追放された薬師は、辺境の地で騎士団長に愛でられる

「アン、手を煩わせて悪い。君の様子が心配で、見に来たんだが……」

 その言葉は嬉しいが、人々の注目を集めるからやめて欲しい。それに……

「ジョセフ様」

 軽々しく彼を呼んではいけないと思いそう呼ぶが、彼はぎょっとした顔をする。なんでそんなに拒否反応を示すのだろうか。

「ジョーでいい。

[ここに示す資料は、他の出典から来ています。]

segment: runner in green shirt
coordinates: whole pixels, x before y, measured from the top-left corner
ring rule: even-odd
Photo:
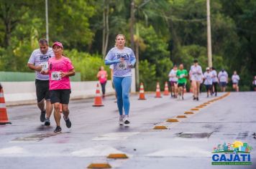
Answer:
[[[186,77],[188,77],[188,71],[183,69],[183,64],[180,64],[179,69],[177,71],[176,76],[178,77],[178,92],[179,95],[179,99],[184,100],[184,87],[187,82]]]

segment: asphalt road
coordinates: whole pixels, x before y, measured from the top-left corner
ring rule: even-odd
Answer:
[[[36,105],[9,107],[12,125],[0,125],[0,168],[86,168],[91,163],[108,163],[114,168],[256,168],[256,92],[232,92],[217,97],[201,95],[199,101],[186,94],[184,100],[163,96],[147,100],[130,98],[129,127],[118,125],[114,97],[104,106],[92,107],[93,100],[71,101],[72,127],[61,120],[63,132],[40,122]],[[166,122],[177,119],[178,122]],[[166,130],[154,130],[165,126]],[[213,148],[235,140],[252,147],[252,165],[212,165]],[[124,153],[127,159],[109,159],[110,153]]]

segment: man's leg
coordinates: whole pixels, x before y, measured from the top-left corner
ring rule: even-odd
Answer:
[[[60,126],[60,102],[54,103],[54,119],[55,120],[56,125]]]

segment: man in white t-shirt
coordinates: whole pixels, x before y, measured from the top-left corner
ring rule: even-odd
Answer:
[[[211,67],[211,72],[212,74],[212,86],[211,86],[211,95],[214,95],[215,92],[215,96],[217,96],[217,85],[219,84],[218,77],[217,77],[217,72],[214,67]]]
[[[40,121],[45,122],[45,125],[48,126],[50,125],[50,117],[52,112],[52,106],[50,102],[49,74],[42,74],[40,72],[48,69],[48,59],[54,57],[54,53],[45,39],[39,40],[39,46],[40,48],[32,53],[27,67],[35,72],[37,106],[41,110]]]
[[[239,76],[237,74],[237,71],[234,71],[234,74],[231,78],[232,81],[232,87],[233,89],[236,91],[236,92],[239,92],[239,88],[238,86],[238,82],[240,79]]]
[[[218,77],[219,80],[219,84],[221,86],[221,92],[225,92],[227,84],[229,82],[229,75],[224,69],[222,69],[221,71],[219,72]]]
[[[211,85],[212,85],[212,73],[210,72],[210,68],[206,67],[206,72],[204,74],[204,84],[206,88],[207,97],[209,97],[209,94],[211,92]]]
[[[178,92],[178,78],[176,77],[177,74],[177,65],[174,65],[173,68],[170,71],[169,73],[169,82],[170,86],[170,96],[174,98],[177,98]]]

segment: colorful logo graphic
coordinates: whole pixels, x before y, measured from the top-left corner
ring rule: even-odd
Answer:
[[[211,165],[252,165],[250,152],[252,150],[246,143],[235,141],[224,143],[214,148]]]

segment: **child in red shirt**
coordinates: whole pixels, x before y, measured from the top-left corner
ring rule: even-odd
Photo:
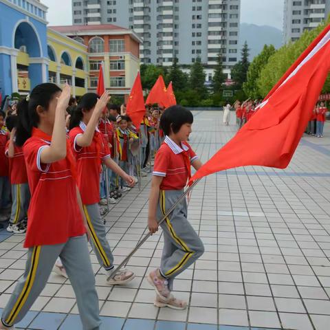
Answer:
[[[184,192],[190,177],[190,164],[201,166],[196,154],[186,142],[191,133],[193,116],[180,106],[167,108],[160,119],[166,135],[155,159],[149,195],[148,226],[152,233],[158,230],[158,222]],[[187,203],[179,204],[161,224],[164,232],[164,250],[160,268],[148,276],[156,291],[155,305],[184,309],[187,303],[172,294],[174,278],[186,270],[204,252],[203,243],[187,219]]]
[[[12,214],[7,231],[21,234],[26,232],[30,194],[23,148],[14,143],[17,122],[16,116],[11,115],[6,118],[6,124],[10,132],[10,138],[6,146],[6,155],[9,160],[12,198]]]
[[[99,329],[98,298],[67,143],[65,109],[70,98],[54,84],[41,84],[18,106],[16,144],[23,146],[31,191],[23,276],[3,311],[0,329],[13,329],[43,291],[58,256],[74,287],[85,330]]]
[[[102,112],[109,97],[105,92],[98,100],[94,93],[80,99],[70,120],[70,143],[77,162],[77,182],[87,219],[91,244],[100,264],[109,279],[112,274],[113,256],[106,238],[105,226],[100,215],[100,172],[101,163],[122,177],[130,186],[134,179],[111,160],[110,151],[98,128]],[[132,272],[123,270],[108,280],[108,284],[124,284],[134,278]]]

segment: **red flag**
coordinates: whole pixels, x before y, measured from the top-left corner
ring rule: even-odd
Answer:
[[[157,103],[164,107],[168,107],[166,87],[162,76],[158,77],[158,79],[150,91],[149,95],[148,95],[146,103],[147,104]]]
[[[171,105],[175,105],[177,104],[177,99],[175,98],[175,95],[174,95],[173,87],[172,85],[172,82],[168,84],[167,87],[167,96],[168,98],[168,107],[170,107]]]
[[[143,116],[146,113],[140,72],[138,73],[138,76],[134,81],[126,109],[127,116],[129,116],[134,126],[139,128]]]
[[[193,180],[244,166],[285,168],[304,133],[330,70],[330,25],[266,96],[255,115]]]
[[[103,69],[102,65],[100,65],[100,72],[98,73],[98,88],[96,89],[96,94],[101,96],[105,91],[104,79],[103,78]]]

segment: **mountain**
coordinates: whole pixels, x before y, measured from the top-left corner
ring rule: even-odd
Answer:
[[[265,44],[272,44],[278,49],[283,43],[282,31],[272,26],[243,23],[239,33],[239,47],[241,49],[245,41],[248,42],[250,60],[261,52]]]

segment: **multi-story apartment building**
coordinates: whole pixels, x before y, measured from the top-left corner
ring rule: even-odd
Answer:
[[[327,19],[330,0],[285,0],[284,5],[285,43],[295,41],[305,30],[311,30]]]
[[[112,95],[126,100],[140,69],[142,40],[131,30],[112,24],[50,28],[87,47],[88,89],[95,91],[100,65],[104,63],[104,85]]]
[[[143,40],[144,63],[206,67],[221,54],[226,71],[239,58],[241,0],[72,0],[74,25],[114,23]],[[212,72],[208,74],[212,75]]]

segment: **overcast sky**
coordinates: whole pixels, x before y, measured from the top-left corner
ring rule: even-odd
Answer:
[[[180,0],[186,1],[186,0]],[[241,23],[271,25],[282,30],[284,0],[241,0]],[[47,20],[51,25],[72,23],[70,0],[41,0],[48,6]]]

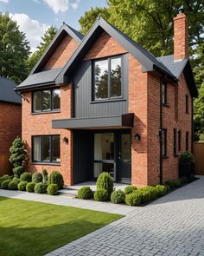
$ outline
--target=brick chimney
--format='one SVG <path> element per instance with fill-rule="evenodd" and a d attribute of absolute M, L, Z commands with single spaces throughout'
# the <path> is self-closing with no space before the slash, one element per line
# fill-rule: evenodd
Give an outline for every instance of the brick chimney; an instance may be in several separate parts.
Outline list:
<path fill-rule="evenodd" d="M 188 28 L 183 9 L 179 10 L 174 18 L 174 60 L 178 61 L 188 57 Z"/>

今まで通りでいい。
 ……今まで通りにしてくれ」

 甘く切ない声でそんなこと、言わないで。現実を知りながら、ますます離れられなくなってしまうから。そして、ジョーがそんなに甘いから、今まで通りでいいやなんて思ってしまうから。
 
 ジョーはいつものように、笑顔で頭をそっと撫でてくれる。その大きい手に撫でられながら、私の体は熱くなる。そのまま、頬にもそっと触れる。ぞぞーっと体を甘い戦慄が駆け抜けた。

「また来るから」

 しまいには、頬にチュッと口付けをして去っていった。私は腫れてしまいそうに熱い頬を押さえながら、ジョーが出て行った扉を見ていた。いけない、いけないと思いながら。

 ジョーはこの街の勇者、ジョセフ騎士団長だった。私に、彼の相手が努まるわけがない。
 ぼっと火照る頬を押さえ、私はただ茫然と立ち尽くしていた。